Description
Pandas version checks
-
I have checked that this issue has not already been reported.
-
I have confirmed this bug exists on the latest version of pandas.
-
I have confirmed this bug exists on the main branch of pandas.
Reproducible Example
import pandas as pd
import io
data = '''agency_cd,site_no,datetime,tz_cd,144166_00060,144166_00060_cd,144167_00065,144167_00065_cd
USGS,9333500,2001-05-07 01:00:00,MDT,71.0,A:[91],,
USGS,9333500,2001-05-07 01:15:00,MDT,71.0,A:[91],,
USGS,9333500,2001-05-07 01:30:00,MDT,71.0,A:[91],,
USGS,9333500,2001-05-07 01:45:00,MDT,70.0,A:[91],,
USGS,9333500,2001-05-07 02:00:00,MDT,70.0,A:[91],,
USGS,9333500,2001-05-07 02:15:00,MDT,69.0,A:[91],,
USGS,9333500,2001-05-07 02:30:00,MDT,70.0,A:[91],,
USGS,9333500,2001-05-07 02:45:00,MDT,70.0,A:[91],,
USGS,9333500,2001-05-07 03:00:00,MDT,70.0,A:[91],,'''
df = pd.read_csv(io.StringIO(data),
dtype_backend='pyarrow', engine='pyarrow')

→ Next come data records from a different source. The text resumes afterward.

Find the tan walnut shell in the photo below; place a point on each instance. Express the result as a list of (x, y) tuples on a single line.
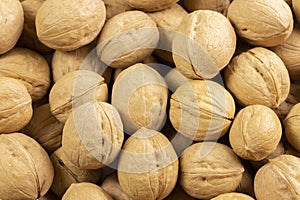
[(201, 109), (67, 25), (66, 173), (26, 171), (45, 128), (292, 126), (278, 179), (85, 191), (93, 135), (263, 23), (208, 169), (127, 38), (258, 76), (204, 44), (255, 132), (15, 105), (11, 23), (151, 5), (74, 89), (147, 157), (140, 95), (289, 52), (29, 67)]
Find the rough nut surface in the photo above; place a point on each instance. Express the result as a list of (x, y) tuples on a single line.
[(208, 169), (201, 110), (258, 76)]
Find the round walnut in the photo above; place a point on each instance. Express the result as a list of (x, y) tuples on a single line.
[(208, 169), (66, 173), (216, 5), (29, 67), (278, 179), (292, 126), (85, 191), (289, 52), (45, 128), (67, 25), (127, 38), (93, 135), (11, 23), (140, 95), (151, 5), (15, 105), (74, 89), (255, 132), (258, 76), (201, 110), (26, 171), (204, 44), (261, 22), (29, 38), (147, 157), (84, 58)]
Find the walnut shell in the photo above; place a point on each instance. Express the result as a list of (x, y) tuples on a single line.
[(67, 25), (93, 135), (278, 179), (201, 110), (29, 67), (258, 76), (292, 126), (11, 23), (45, 128), (15, 105), (127, 38), (147, 157), (74, 89), (66, 173), (255, 132), (133, 84), (289, 52), (261, 22), (151, 5), (208, 169), (85, 191), (26, 171)]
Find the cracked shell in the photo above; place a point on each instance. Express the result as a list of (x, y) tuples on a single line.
[(258, 76), (26, 171), (201, 109)]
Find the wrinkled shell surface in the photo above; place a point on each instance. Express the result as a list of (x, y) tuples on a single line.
[(278, 179), (255, 132), (11, 23), (204, 44), (45, 128), (258, 76), (74, 89), (140, 95), (93, 135), (208, 169), (26, 171), (201, 110), (127, 38), (85, 191), (261, 22), (15, 105), (29, 67), (69, 24), (148, 166), (66, 173)]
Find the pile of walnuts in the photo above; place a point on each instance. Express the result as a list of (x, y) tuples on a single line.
[(149, 99)]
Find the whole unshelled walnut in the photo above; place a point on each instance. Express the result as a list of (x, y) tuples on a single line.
[(258, 76), (263, 23)]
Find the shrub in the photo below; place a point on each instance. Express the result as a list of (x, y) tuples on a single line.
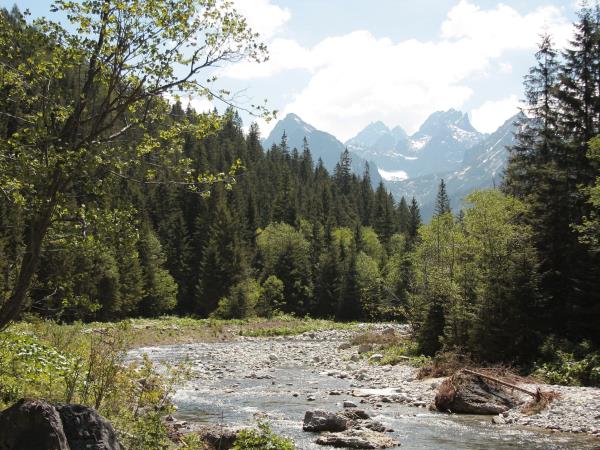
[(262, 439), (52, 362)]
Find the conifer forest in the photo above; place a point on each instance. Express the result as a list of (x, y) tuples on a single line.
[(121, 204)]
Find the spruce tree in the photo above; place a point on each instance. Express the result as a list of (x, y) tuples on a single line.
[(442, 204)]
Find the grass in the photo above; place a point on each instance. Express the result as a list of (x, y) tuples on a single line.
[(289, 326), (394, 347), (86, 364), (181, 330)]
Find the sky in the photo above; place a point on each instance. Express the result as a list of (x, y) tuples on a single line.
[(342, 64)]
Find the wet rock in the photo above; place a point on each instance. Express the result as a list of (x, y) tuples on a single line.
[(376, 357), (469, 394), (218, 436), (86, 429), (498, 420), (318, 420), (31, 424), (357, 439), (364, 348), (355, 414)]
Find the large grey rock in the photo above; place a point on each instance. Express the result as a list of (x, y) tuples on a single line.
[(357, 439), (85, 429), (318, 420), (31, 425), (469, 394), (218, 436), (36, 424)]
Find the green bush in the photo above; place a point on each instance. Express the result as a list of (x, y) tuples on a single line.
[(60, 363), (262, 439)]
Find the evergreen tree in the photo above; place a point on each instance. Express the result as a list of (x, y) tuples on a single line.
[(442, 204)]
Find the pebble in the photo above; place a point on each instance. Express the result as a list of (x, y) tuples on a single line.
[(577, 409)]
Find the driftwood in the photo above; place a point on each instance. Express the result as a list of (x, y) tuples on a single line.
[(537, 394)]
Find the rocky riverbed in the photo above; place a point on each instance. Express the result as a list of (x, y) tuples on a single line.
[(280, 378)]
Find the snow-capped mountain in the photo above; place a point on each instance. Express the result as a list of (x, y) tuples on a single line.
[(481, 167), (322, 145), (439, 145)]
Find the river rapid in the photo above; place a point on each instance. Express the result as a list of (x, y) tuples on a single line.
[(279, 379)]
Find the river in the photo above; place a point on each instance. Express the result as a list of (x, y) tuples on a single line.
[(280, 379)]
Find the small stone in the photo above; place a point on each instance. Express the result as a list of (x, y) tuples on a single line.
[(376, 357), (364, 348)]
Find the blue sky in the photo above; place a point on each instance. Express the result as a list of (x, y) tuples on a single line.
[(341, 64)]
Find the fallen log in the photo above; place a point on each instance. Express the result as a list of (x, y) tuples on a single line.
[(537, 394)]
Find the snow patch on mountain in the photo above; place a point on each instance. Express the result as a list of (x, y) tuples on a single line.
[(397, 175)]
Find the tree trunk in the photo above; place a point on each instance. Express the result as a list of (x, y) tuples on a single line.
[(11, 309)]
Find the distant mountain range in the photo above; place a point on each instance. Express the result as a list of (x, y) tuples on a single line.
[(322, 145), (482, 167), (438, 146), (446, 146)]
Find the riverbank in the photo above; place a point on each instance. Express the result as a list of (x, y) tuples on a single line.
[(245, 362)]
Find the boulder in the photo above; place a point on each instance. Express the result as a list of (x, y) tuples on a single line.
[(318, 420), (357, 439), (31, 424), (218, 436), (470, 394), (36, 424), (86, 429)]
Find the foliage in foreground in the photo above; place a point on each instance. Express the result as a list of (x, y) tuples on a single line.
[(63, 364)]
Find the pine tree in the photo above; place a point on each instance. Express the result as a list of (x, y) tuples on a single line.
[(442, 204), (414, 221)]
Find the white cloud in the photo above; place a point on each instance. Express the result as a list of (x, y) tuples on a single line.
[(505, 67), (493, 113), (262, 16), (357, 78)]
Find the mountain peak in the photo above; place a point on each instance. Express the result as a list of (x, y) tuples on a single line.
[(443, 120), (292, 120)]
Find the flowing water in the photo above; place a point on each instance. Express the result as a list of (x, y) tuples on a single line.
[(234, 400)]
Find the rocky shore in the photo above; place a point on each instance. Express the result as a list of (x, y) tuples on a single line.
[(329, 353)]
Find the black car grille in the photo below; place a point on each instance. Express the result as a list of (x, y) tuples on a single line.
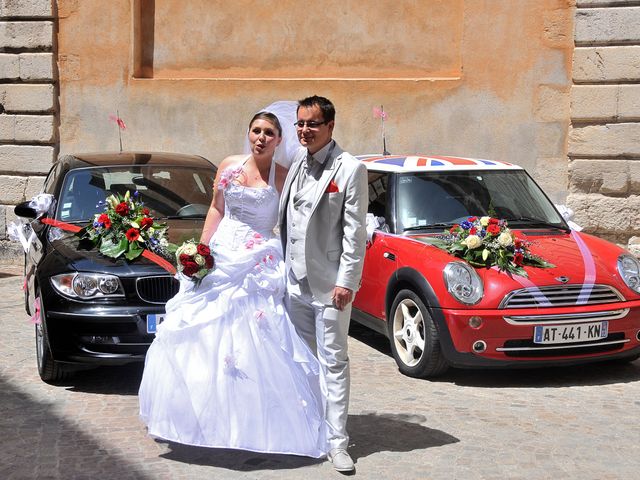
[(560, 296), (157, 289), (526, 348)]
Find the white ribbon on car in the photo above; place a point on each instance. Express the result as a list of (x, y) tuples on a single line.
[(374, 223), (43, 203), (21, 231), (567, 213)]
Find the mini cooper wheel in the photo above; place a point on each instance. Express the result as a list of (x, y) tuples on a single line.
[(49, 370), (414, 339)]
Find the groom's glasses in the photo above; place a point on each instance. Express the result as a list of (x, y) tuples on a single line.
[(311, 125)]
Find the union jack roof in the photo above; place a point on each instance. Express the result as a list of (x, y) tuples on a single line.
[(417, 163)]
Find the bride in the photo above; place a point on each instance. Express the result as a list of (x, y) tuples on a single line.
[(226, 368)]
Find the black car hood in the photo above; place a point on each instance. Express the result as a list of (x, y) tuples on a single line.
[(79, 256)]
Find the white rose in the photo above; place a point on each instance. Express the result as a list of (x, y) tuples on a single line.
[(473, 241), (505, 239), (190, 249)]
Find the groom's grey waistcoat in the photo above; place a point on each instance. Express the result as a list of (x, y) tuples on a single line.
[(325, 238)]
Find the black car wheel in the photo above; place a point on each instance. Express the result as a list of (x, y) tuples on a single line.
[(49, 370), (414, 339)]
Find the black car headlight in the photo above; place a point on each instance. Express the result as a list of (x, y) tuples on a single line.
[(87, 285), (629, 270), (463, 283)]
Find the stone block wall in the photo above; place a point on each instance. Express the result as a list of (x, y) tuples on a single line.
[(28, 106), (604, 138)]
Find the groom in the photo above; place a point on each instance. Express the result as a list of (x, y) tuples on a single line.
[(322, 224)]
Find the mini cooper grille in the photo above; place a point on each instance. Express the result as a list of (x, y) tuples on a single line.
[(560, 296), (157, 289)]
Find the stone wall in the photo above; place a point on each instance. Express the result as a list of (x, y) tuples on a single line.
[(604, 139), (28, 98)]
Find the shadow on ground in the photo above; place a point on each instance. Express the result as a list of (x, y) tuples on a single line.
[(370, 433)]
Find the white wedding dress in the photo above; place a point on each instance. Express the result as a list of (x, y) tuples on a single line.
[(226, 368)]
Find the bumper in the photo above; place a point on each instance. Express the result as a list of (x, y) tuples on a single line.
[(507, 335)]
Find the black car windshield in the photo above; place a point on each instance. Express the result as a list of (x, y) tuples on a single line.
[(167, 191), (438, 199)]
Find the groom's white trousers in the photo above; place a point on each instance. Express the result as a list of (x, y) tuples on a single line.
[(325, 329)]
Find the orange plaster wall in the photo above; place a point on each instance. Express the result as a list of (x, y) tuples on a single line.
[(463, 77)]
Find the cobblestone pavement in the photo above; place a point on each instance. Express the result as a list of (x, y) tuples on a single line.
[(569, 423)]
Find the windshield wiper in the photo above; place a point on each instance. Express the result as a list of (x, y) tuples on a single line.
[(536, 222)]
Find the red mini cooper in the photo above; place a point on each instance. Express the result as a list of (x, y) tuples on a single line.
[(439, 311)]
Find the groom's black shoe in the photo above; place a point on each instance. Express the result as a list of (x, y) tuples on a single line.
[(341, 460)]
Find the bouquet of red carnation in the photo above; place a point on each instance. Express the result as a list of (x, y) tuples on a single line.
[(194, 260)]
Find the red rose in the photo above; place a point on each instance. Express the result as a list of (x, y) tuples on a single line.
[(122, 209), (190, 268), (518, 258), (132, 234), (493, 229), (146, 223)]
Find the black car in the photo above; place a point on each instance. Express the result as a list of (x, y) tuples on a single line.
[(95, 309)]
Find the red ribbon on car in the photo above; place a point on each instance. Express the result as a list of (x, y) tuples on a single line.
[(149, 255)]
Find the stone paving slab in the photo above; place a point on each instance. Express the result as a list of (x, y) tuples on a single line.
[(569, 423)]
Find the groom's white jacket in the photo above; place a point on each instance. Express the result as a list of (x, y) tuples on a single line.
[(335, 239)]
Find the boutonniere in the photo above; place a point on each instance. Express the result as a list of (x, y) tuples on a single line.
[(332, 187)]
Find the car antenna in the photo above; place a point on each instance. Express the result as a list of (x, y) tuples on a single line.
[(382, 115)]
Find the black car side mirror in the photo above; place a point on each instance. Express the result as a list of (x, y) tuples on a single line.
[(24, 210)]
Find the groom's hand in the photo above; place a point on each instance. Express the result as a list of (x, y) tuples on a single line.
[(341, 297)]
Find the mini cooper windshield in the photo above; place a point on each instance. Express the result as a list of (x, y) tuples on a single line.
[(435, 200), (167, 191)]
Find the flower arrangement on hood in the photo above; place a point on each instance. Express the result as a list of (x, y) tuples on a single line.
[(126, 228), (194, 260), (488, 242)]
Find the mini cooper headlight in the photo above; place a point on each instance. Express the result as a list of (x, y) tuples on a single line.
[(463, 283), (629, 270), (87, 285)]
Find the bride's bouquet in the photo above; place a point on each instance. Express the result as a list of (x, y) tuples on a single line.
[(194, 260)]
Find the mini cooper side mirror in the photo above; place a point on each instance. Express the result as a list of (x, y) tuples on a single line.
[(25, 210)]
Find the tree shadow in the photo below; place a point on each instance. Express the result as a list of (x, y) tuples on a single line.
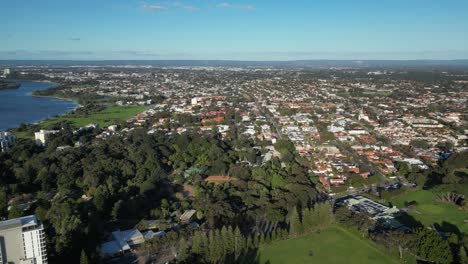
[(409, 221), (251, 257), (447, 227)]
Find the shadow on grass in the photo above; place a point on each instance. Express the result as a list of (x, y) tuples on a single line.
[(409, 221), (447, 227)]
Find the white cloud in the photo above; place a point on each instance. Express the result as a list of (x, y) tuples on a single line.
[(186, 7), (154, 8), (231, 6)]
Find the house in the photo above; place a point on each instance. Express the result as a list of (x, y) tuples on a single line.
[(43, 136), (121, 242), (219, 179), (187, 216)]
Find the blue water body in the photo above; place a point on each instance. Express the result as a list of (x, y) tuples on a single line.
[(19, 106)]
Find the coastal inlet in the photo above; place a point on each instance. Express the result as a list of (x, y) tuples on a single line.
[(18, 106)]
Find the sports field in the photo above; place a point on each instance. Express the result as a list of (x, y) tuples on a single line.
[(104, 118), (332, 245), (430, 211)]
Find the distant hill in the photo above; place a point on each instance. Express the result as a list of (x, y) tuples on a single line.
[(8, 85), (230, 63)]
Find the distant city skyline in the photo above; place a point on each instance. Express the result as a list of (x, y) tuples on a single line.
[(234, 30)]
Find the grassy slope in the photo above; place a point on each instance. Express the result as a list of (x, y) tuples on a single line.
[(104, 118), (429, 211), (332, 245)]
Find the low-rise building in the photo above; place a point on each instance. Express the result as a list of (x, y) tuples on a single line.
[(43, 136), (22, 240)]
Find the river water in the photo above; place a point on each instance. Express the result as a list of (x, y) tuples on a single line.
[(19, 106)]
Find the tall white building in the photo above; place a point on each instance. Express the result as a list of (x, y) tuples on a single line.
[(22, 241), (6, 140)]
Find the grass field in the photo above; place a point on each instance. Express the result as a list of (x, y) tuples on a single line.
[(429, 211), (103, 118), (332, 245)]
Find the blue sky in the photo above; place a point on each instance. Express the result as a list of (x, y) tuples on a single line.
[(234, 29)]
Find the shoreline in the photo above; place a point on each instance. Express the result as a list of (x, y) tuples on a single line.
[(53, 85)]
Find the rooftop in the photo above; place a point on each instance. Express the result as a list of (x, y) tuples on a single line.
[(24, 221)]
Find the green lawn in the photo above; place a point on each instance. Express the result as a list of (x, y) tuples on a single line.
[(429, 211), (332, 245), (104, 118)]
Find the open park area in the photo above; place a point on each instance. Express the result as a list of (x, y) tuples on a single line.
[(332, 245)]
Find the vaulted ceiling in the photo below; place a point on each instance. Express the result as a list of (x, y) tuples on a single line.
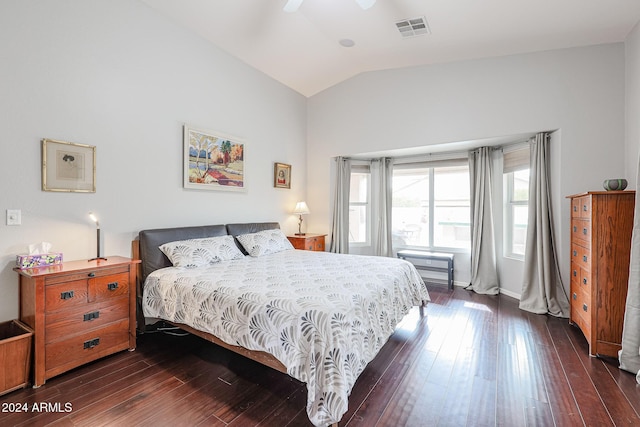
[(306, 50)]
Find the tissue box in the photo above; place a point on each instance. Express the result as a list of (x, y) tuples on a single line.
[(39, 260)]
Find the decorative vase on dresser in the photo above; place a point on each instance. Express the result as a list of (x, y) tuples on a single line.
[(601, 227), (79, 311)]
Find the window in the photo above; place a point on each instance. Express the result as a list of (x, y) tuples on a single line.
[(516, 201), (421, 193), (359, 206)]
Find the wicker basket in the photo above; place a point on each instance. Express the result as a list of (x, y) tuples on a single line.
[(15, 355)]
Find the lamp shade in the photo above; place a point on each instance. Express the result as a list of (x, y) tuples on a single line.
[(301, 209)]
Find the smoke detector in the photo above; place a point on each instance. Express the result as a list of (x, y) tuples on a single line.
[(413, 27)]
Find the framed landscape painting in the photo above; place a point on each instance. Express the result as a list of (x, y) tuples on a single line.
[(213, 161)]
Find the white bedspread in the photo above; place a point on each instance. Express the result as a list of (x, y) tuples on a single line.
[(324, 316)]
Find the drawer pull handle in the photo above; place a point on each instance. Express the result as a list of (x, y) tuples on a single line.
[(91, 343), (91, 316), (66, 295)]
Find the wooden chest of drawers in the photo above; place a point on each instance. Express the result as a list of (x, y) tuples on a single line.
[(601, 227), (80, 311), (309, 242)]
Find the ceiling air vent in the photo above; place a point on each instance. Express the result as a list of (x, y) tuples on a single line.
[(413, 27)]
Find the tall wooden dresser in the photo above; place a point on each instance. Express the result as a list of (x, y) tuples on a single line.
[(79, 310), (601, 227)]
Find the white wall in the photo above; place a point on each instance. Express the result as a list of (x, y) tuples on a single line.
[(632, 104), (117, 75), (577, 91)]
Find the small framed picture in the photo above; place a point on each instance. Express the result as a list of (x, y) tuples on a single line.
[(68, 167), (282, 175)]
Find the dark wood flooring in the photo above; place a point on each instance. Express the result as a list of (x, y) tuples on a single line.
[(473, 360)]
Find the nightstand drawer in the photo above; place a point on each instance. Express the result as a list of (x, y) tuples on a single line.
[(308, 242), (110, 286), (75, 351), (66, 295), (65, 323)]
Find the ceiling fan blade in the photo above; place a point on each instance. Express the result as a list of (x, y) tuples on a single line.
[(365, 4), (292, 5)]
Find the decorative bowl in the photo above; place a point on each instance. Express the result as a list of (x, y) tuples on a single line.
[(615, 184)]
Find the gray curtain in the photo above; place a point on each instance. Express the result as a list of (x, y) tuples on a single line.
[(340, 221), (382, 172), (484, 274), (542, 289), (629, 356)]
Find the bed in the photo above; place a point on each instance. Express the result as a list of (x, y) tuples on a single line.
[(316, 316)]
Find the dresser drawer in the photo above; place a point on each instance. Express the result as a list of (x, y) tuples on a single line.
[(79, 349), (308, 242), (111, 286), (66, 295), (315, 244), (581, 230), (86, 274), (63, 324), (581, 256)]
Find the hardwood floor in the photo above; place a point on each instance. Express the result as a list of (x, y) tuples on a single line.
[(472, 360)]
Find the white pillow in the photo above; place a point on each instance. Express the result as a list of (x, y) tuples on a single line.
[(198, 252), (265, 242)]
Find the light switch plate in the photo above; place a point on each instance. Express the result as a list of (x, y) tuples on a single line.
[(14, 217)]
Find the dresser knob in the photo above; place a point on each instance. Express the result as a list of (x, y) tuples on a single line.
[(90, 316), (91, 343), (66, 295)]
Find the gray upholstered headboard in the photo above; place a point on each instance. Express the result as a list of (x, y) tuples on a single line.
[(150, 240)]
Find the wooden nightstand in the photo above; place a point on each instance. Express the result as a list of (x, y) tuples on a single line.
[(80, 311), (309, 242)]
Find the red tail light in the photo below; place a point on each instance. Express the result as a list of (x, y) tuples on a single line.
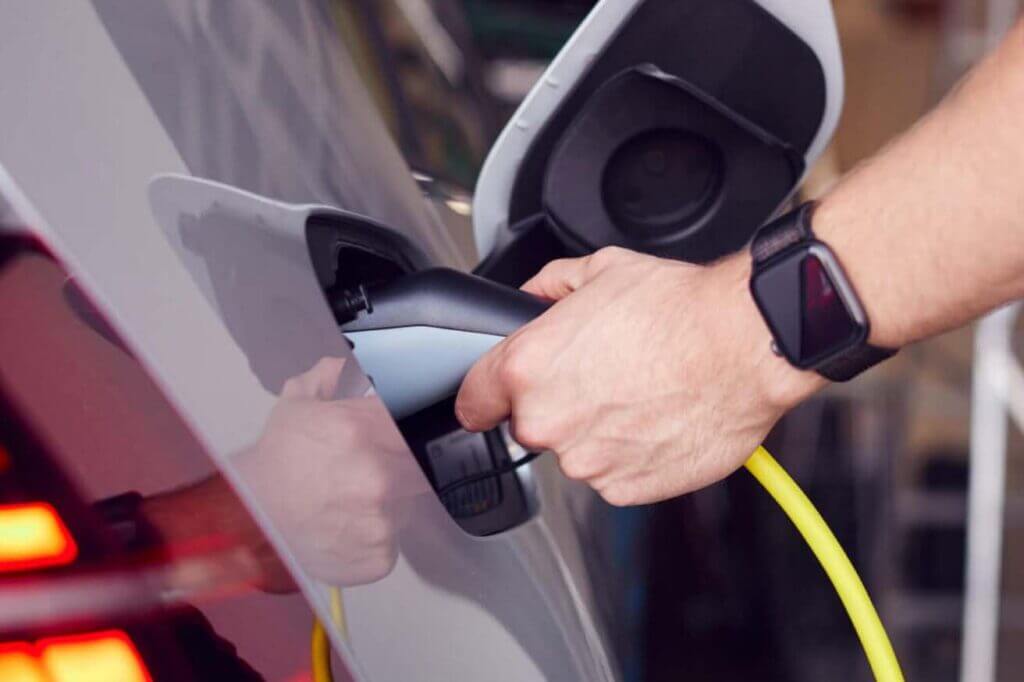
[(18, 664), (98, 656), (32, 536)]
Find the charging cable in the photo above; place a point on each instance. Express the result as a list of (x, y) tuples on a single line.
[(809, 523), (829, 554)]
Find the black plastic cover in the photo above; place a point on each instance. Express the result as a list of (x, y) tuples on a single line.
[(681, 175), (734, 52)]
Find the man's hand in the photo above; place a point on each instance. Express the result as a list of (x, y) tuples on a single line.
[(648, 378)]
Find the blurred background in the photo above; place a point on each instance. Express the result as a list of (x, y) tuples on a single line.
[(716, 585)]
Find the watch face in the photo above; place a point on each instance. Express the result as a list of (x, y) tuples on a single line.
[(809, 306)]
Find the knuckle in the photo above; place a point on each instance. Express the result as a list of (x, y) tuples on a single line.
[(530, 434), (376, 489), (379, 533), (608, 255), (518, 367), (574, 468), (617, 495)]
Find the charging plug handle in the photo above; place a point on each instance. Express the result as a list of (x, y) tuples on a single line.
[(444, 298)]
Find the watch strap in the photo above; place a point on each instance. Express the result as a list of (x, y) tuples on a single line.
[(792, 229), (786, 230)]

def to_denver_time(df_, time_col, tz_col):
return (df_
.assign(**{tz_col: df_[tz_col].replace('MDT', 'MST7MDT')})
.groupby(tz_col)
[time_col]
.transform(lambda s: pd.to_datetime(s)
.dt.tz_localize(s.name, ambiguous=True)
.dt.tz_convert('America/Denver'))
)
def tweak_river(df_):
return (df_
.assign(datetime=to_denver_time(df_, 'datetime', 'tz_cd'))
.rename(columns={'144166_00060': 'cfs',
'144167_00065': 'gage_height'})
.loc[:, ['datetime', 'agency_cd', 'site_no', 'tz_cd', 'cfs',
'gage_height'] ]
.set_index('datetime')
)
dd = tweak_river(df)
print(dd)
dd.to_parquet('/tmp/dd.pq')
pd.read_parquet('/tmp/dd.pq', dtype_backend='pyarrow'
)
Issue Description
The read_parquet
function fails to read this with the pyarrow backend.
---------------------------------------------------------------------------
ArrowInvalid Traceback (most recent call last)
Cell In[116], line 38
36 print(dd)
37 dd.to_parquet('/tmp/dd.pq')
---> 38 pd.read_parquet('/tmp/dd.pq', dtype_backend='pyarrow'
39 )
File ~/.envs/menv/lib/python3.10/site-packages/pandas/io/parquet.py:670, in read_parquet(path, engine, columns, storage_options, use_nullable_dtypes, dtype_backend, filesystem, filters, **kwargs)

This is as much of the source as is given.